De Tsaar gaf hem toen opdracht het probleem van auto’s in de sneeuw op te lossen. Dynamisch en vol vindingrijke ideeën bestudeerde Kégresse het probleem in al zijn facetten. Er was al eens eerder gedacht aan een eindeloze rupsband, om voertuigen op een moeilijk begaanbare of gladde grond meer houvast te geven. 
De wielen werden aan bewegende band vastgemaakt en doordat het oppervlak wat met de grond in aanraking kwam werd vergroot verminderd dit de kans op wegzakken. Dit apparaat was voornamelijk in Engeland ontwikkeld en op dringend verzoek van generaal Estienne werd het ook op tanks uitgeprobeerd,waarvan de eerste in 1916 ingezet werden. Maar het gebruik van deze band met scharnierende platen was niet zonder problemen; Het grotere gewicht beperkte de grip van de metalen platen op de bodem , de scharnieren functioneerde vaak slecht, de stijfheid van het gedeelte dat de grond raakte was te groot en door de constructie was de snelheid van de voertuigen te langzaam. Kégresse verving deze stalen band door een rubberen, die aan de binnen- en buitenkant geribd was zodat er genoeg houvast aan zowel de assen als de grond zou zijn. In 1913 ontwikkelde Kégresse zijn eerste autochenille en verbeterde deze steeds. 

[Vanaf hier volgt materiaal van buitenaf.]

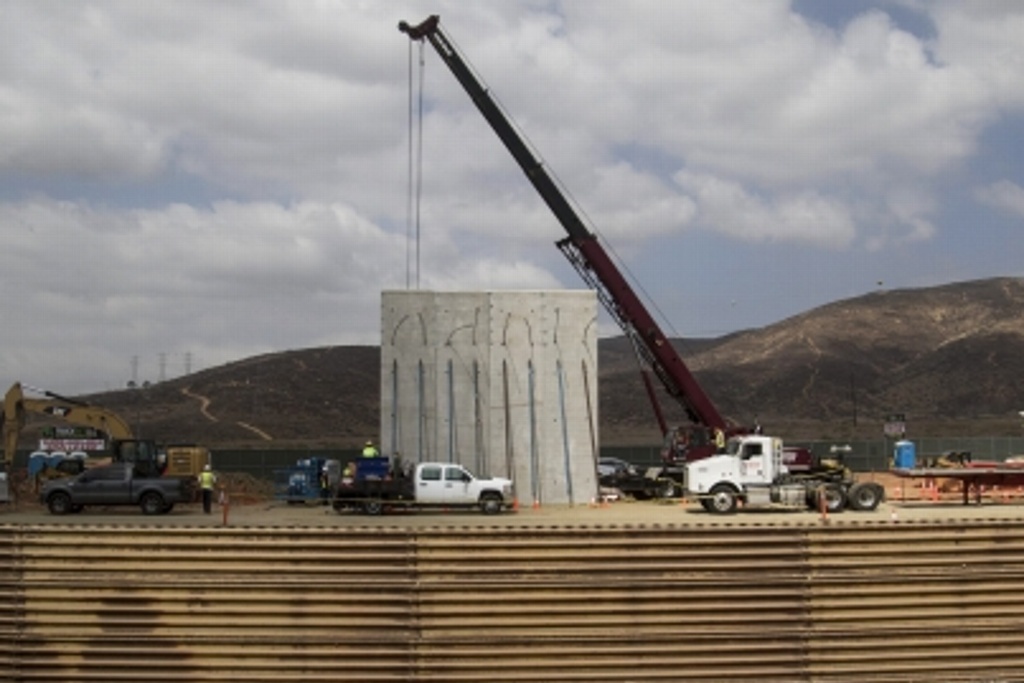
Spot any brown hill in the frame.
[37,279,1024,447]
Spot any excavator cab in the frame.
[111,439,167,477]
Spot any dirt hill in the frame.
[32,278,1024,447]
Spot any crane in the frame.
[398,14,746,462]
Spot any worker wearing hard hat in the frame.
[199,464,217,514]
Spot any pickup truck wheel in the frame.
[657,479,679,498]
[480,494,504,515]
[707,483,737,515]
[46,492,73,515]
[846,481,886,512]
[138,490,167,515]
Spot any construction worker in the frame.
[199,464,217,514]
[321,465,331,501]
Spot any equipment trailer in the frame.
[891,462,1024,505]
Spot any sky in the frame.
[0,0,1024,394]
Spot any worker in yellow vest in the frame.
[199,464,217,514]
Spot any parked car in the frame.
[597,458,637,478]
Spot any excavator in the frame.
[0,382,209,485]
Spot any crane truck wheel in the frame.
[707,483,737,515]
[846,481,886,512]
[814,483,846,513]
[480,492,504,515]
[46,492,73,515]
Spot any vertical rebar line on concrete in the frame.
[444,358,455,463]
[416,358,427,463]
[555,358,575,505]
[502,358,515,481]
[526,360,541,503]
[473,358,490,477]
[391,358,400,453]
[580,358,601,497]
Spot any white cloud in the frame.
[0,0,1024,390]
[975,180,1024,217]
[676,171,856,249]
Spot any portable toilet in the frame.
[893,440,918,470]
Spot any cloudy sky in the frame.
[0,0,1024,393]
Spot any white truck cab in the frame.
[686,434,885,514]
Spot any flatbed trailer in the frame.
[891,463,1024,505]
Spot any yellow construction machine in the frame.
[0,382,210,477]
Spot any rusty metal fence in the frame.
[0,520,1024,683]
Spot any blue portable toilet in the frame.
[893,440,918,470]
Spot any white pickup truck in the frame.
[332,458,514,515]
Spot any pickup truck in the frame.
[332,457,513,515]
[39,463,193,515]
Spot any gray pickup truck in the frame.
[39,463,193,515]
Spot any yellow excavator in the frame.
[0,382,210,477]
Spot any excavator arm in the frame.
[398,14,737,457]
[0,382,135,473]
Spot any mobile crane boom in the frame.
[398,14,733,455]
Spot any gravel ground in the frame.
[8,491,1024,527]
[8,473,1024,528]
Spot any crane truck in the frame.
[686,434,885,514]
[398,14,751,493]
[398,14,883,509]
[0,382,210,477]
[398,14,812,497]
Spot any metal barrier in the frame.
[0,521,1024,683]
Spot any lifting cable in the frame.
[406,40,424,289]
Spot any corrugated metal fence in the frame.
[0,521,1024,683]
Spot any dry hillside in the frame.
[26,279,1024,446]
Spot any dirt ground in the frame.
[6,473,1024,528]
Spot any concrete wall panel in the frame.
[381,291,598,504]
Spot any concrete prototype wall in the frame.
[381,291,599,505]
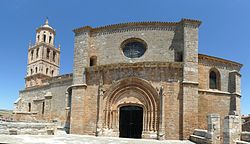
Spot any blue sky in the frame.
[0,0,250,114]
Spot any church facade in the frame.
[15,19,242,139]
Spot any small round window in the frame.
[122,39,147,58]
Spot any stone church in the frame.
[14,19,242,139]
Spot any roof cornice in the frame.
[198,54,243,69]
[73,19,201,33]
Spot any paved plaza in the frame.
[0,134,194,144]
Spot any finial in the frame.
[29,40,32,48]
[45,17,49,25]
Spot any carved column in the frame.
[157,87,165,140]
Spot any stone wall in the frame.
[241,132,250,142]
[0,121,57,135]
[242,121,250,132]
[14,75,72,126]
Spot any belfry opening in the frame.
[119,105,143,138]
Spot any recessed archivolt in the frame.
[104,77,159,131]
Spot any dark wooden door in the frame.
[119,106,143,138]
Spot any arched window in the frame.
[121,38,147,58]
[53,51,56,62]
[30,50,34,60]
[209,69,220,90]
[46,48,50,59]
[43,34,46,42]
[89,56,97,66]
[28,103,31,112]
[36,48,39,58]
[30,69,33,75]
[49,36,52,43]
[42,102,45,114]
[37,35,40,42]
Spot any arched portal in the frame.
[119,105,143,138]
[100,77,159,137]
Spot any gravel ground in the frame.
[0,134,194,144]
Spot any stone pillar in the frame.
[181,19,201,139]
[157,86,165,140]
[229,71,241,115]
[70,27,91,134]
[206,114,221,144]
[223,115,241,144]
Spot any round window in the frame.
[122,39,147,58]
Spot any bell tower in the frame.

In 1917 waren er meerder  voertuigen van het leger van de Tsaar met het Kégresse-systeem uitgerust. Bepaalde gebeurtenissen noodzaakten Kégresse om naar Frankrijk terug te keren. In 1920 bracht M.Hinstin hem naar de Fournaise fabrieken in Saint-Denis en vroeg hem 3 Citroën chassis met zijn systeem uit te rusten. Kégresse ontmoet Citroën……... In Oktober 1920 werd het Kégresse systeem aan André Citroën getoond en deze zorgde er onmiddellijk voor dat hij de exclusiviteit kreeg en gaf Kégresse de nodige financiële middelen. De flexibel rupsband kreeg de naam ”Citroën-Kégresse-Hinstin” en heet trouwens nog steeds zo. Het eerste prototype was gebaseerd op een Citroën type A.

La première traversée du Sahara. 

De expeditie van Touggourt naar Timbocktou en terug vond plaats van 17 December tot 6 Maart 1923. De route werd door 2 autochenilles verkend; een werd bestuurd door L.Audoin-Dubreil en de ander door Maurice Penaud en Rogier Prud’homme via de Touggourt-In Salah vlakte. Vijf auto’s namen er aandeel en iedere wagen had zijn eigen embleem: 
De “scarabée d’or” was de wagen van George Marie Haardt en gereden door Maurice Billy, de “Croissant d’argent” met Audoin-Dubreil en Marice Penaud achter het stuur, de “Tortue Volante” . Met Paul Castenau, een beroemd geoloog en tevens cameraman, en Rogier Prud’homme als monteur, de “Chenille rampante”met achter het stuur Fernand Billy, en tot slot de “Boeuf apis” met Rene Rabaud als chauffeur Luitenant Georges Estienne werd aan de expeditie leiders toegevoegd en sergeant majoor Chapuis (van de Sahara compagnie) diende als tolk en gids. Twee bevoorradings -eenheden waren aanwezig, één naar het Noorden met René Estienne moet totaal 1000 km posten  (Quargla, Inifel, en In Salah) opnieuw veroveren, terwijl de ander, met De Ceris dit moest doen naar het zuiden, verspreid over 900 km (Bourem, Kidal, TinZaouten); hiertussen lag 1.300km Sahara woestijn, die de wagens met hun eigen benzine en reserve zouden moeten kunnen halen.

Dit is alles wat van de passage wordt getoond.